Tahlequah Daily Press


March 26, 2012

On exercise, husbands and the ‘resistance movement’

TAHLEQUAH — This is not the first time I’ve tried to lock in a permanent daily exercise program, nor is it the first time I’ve tried to get my husband on the bandwagon.

It’s become a pattern. I announce we’re going to be lifting weights, walking the treadmill, or swimming laps in the pool. He agrees to join me, and for a few weeks, he does. Then the trouble begins. There’s always plumbing to be fixed, trash to be carted away, a nap to be taken, or a new episode of “NCIS” to be watched.

When it comes to middle-aged men, there’s always something more important to do than tending to one’s health. I know some men will harumph and mumble denials, perhaps using similar words for me that Rush Limbaugh employs for those who don’t meet with his approval. I would ask you naysayers two questions: Are you a husband, and is it your wife who’s trying to whip you into shape? If the answers to both questions are “yes,” I rest my case. You’re part of the resistance movement.

I try to swim about six miles a week, if the pool’s not closed. I remember when I initiated this regimen, in 2003. I was sure I could do at least 20 laps (40 lengths of the 25-yard pool). I did four before I began to founder – or would the word be “flounder”? Either way, it aptly describes my predicament.

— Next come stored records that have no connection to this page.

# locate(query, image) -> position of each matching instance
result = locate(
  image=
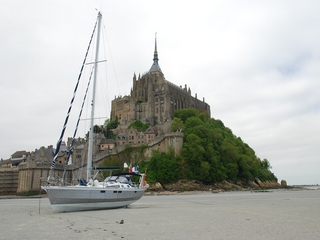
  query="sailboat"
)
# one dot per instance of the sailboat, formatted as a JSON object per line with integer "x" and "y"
{"x": 115, "y": 191}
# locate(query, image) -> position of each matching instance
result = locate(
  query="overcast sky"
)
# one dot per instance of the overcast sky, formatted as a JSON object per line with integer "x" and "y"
{"x": 256, "y": 63}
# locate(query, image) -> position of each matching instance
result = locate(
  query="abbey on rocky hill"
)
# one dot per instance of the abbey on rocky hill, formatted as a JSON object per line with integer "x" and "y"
{"x": 153, "y": 99}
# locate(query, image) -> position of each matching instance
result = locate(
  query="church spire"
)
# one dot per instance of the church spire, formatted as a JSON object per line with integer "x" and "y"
{"x": 155, "y": 66}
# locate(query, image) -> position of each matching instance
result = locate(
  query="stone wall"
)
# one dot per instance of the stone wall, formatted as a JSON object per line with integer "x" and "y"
{"x": 8, "y": 181}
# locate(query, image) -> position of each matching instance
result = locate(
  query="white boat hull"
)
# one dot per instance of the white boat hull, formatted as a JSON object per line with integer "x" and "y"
{"x": 81, "y": 198}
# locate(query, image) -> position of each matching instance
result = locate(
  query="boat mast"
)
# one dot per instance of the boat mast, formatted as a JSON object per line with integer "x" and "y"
{"x": 90, "y": 150}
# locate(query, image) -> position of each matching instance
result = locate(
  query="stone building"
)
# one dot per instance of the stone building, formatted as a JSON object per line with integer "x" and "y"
{"x": 153, "y": 99}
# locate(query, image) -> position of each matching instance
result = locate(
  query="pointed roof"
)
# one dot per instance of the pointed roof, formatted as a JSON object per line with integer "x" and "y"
{"x": 155, "y": 66}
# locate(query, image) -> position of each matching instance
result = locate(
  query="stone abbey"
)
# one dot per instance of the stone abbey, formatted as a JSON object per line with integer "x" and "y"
{"x": 153, "y": 99}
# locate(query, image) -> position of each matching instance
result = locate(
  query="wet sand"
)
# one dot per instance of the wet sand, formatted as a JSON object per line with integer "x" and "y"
{"x": 277, "y": 214}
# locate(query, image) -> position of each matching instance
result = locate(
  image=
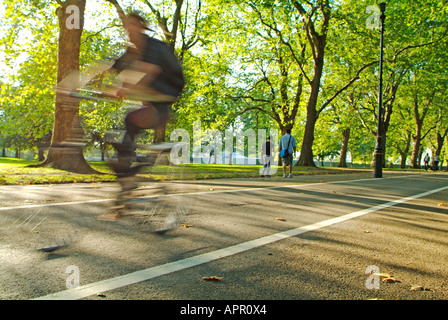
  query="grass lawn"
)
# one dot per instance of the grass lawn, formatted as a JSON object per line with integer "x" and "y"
{"x": 15, "y": 171}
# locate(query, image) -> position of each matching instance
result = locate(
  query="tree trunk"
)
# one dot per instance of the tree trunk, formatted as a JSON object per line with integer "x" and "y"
{"x": 343, "y": 158}
{"x": 67, "y": 125}
{"x": 306, "y": 152}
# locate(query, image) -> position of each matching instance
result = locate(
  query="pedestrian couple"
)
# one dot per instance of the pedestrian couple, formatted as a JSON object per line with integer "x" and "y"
{"x": 286, "y": 148}
{"x": 435, "y": 160}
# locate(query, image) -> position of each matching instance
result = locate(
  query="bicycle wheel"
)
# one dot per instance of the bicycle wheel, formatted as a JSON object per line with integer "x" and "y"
{"x": 160, "y": 203}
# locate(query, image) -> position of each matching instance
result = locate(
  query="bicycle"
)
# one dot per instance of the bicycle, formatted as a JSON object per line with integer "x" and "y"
{"x": 156, "y": 209}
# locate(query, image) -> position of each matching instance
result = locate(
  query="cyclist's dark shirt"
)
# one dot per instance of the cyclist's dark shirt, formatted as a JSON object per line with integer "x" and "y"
{"x": 171, "y": 80}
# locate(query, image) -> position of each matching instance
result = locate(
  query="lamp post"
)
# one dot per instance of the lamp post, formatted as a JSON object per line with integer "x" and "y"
{"x": 378, "y": 156}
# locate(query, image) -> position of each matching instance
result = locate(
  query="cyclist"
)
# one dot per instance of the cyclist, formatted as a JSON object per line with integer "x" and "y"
{"x": 160, "y": 82}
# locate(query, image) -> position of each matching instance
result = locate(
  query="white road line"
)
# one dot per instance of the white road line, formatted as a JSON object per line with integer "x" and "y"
{"x": 150, "y": 273}
{"x": 197, "y": 193}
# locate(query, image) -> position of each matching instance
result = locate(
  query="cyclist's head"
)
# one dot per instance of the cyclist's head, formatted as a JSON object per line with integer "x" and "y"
{"x": 135, "y": 25}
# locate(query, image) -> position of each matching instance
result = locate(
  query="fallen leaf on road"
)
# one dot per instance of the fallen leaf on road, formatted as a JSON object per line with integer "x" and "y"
{"x": 212, "y": 278}
{"x": 385, "y": 277}
{"x": 390, "y": 280}
{"x": 279, "y": 219}
{"x": 419, "y": 288}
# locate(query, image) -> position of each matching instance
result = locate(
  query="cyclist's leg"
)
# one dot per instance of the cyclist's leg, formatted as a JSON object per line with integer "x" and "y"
{"x": 136, "y": 121}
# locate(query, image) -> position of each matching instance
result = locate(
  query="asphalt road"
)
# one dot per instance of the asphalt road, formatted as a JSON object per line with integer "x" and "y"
{"x": 332, "y": 230}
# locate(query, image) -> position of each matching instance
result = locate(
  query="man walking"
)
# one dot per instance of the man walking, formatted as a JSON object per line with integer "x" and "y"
{"x": 288, "y": 145}
{"x": 267, "y": 157}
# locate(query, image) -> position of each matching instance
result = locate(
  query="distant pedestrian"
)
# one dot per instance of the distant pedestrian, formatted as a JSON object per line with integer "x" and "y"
{"x": 267, "y": 156}
{"x": 426, "y": 161}
{"x": 436, "y": 162}
{"x": 287, "y": 147}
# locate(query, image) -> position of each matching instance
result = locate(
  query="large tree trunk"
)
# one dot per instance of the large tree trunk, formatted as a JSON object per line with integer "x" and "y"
{"x": 63, "y": 153}
{"x": 306, "y": 152}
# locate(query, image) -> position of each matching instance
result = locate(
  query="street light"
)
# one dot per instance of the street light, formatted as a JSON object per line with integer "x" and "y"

I tried to get my husband interested in swimming, and by his reaction you would think I’d asked him to undergo a manual extraction of his toenails, without anesthesia. He did try for a few months, but then began coming up with excuses for why it wasn’t the “right” program for him. Once, in a vulnerable moment, he admitted it bothered him that I could swim farther and longer than he could, and with better form (though mine’s not so hot). Now, seven or eight years on, he doesn’t recall saying it.

This year, for Lent, instead of fruitlessly trying to give up something like, say, caffeine or cursing, I decided to not just swim three times a week, but to exercise every day of the week. I asked my husband to join me, and he agreed. One part of the plan involved lifting dumbbells, which he normally doesn’t mind. The other was a yoga program I especially enjoy. I assured my husband the “gentle stretching” of yoga would benefit him immensely. He appeared doubtful, until I reminded him how yoga  had worked wonders for Eddie Glenn, a former Press employee.

With only a couple of lapses, I’ve maintained my routine, and have even managed to lose most of the weight I gained last fall when I suffered a lengthy attack of my brand of arthritis. This is despite my husband’s active participation in the resistance movement.

Every evening, before I leave work, I begin to devise a plan whereby I might get him to exercise without starting an argument. This isn’t always successful – especially on Tuesdays, when “NCIS” airs. I have more luck if there’s a rerun on. Since Tuesday is yoga night, he can’t watch the TV while working out, as he can during the boredom of weightlifting.

My husband isn’t as limber as I am, so he has trouble with some of the poses. What he lacks in dexterity he makes up for in heritage; being an Italian, he can produce far greater volume than I can in the complaint department.

“This is ridiculous! I don’t even know if I’m doing this right!” he hollered the other evening during one challenging pose.

I advised him to look at me, or the women on the video, to get the correct form.

“I can’t tell what they’re doing!” he yelled.

I advised him to stop making racket and concentrate on the “deep, even breathing” required for a successful yoga routine.

“If you’re gonna be that way about it, I just won’t do this again!” he threatened.

The hoped-for response from me – “OK, don’t do it anymore” – was not forthcoming. But I’m sure he won’t give up trying to give up. I have to be persistent for a few more weeks, when Easter rolls around, before I decide to let him off the hook. Hopefully I can “talk him into” continuing the regimen. I believe the verb most men would use to describe that type of “talk” is “nagging.”

It’s too bad stumbling blocks can’t be transformed into yoga bricks. My husband could use one until he get a little more flexibility.

Kim Poindexter is managing editor of the Tahlequah Daily Press.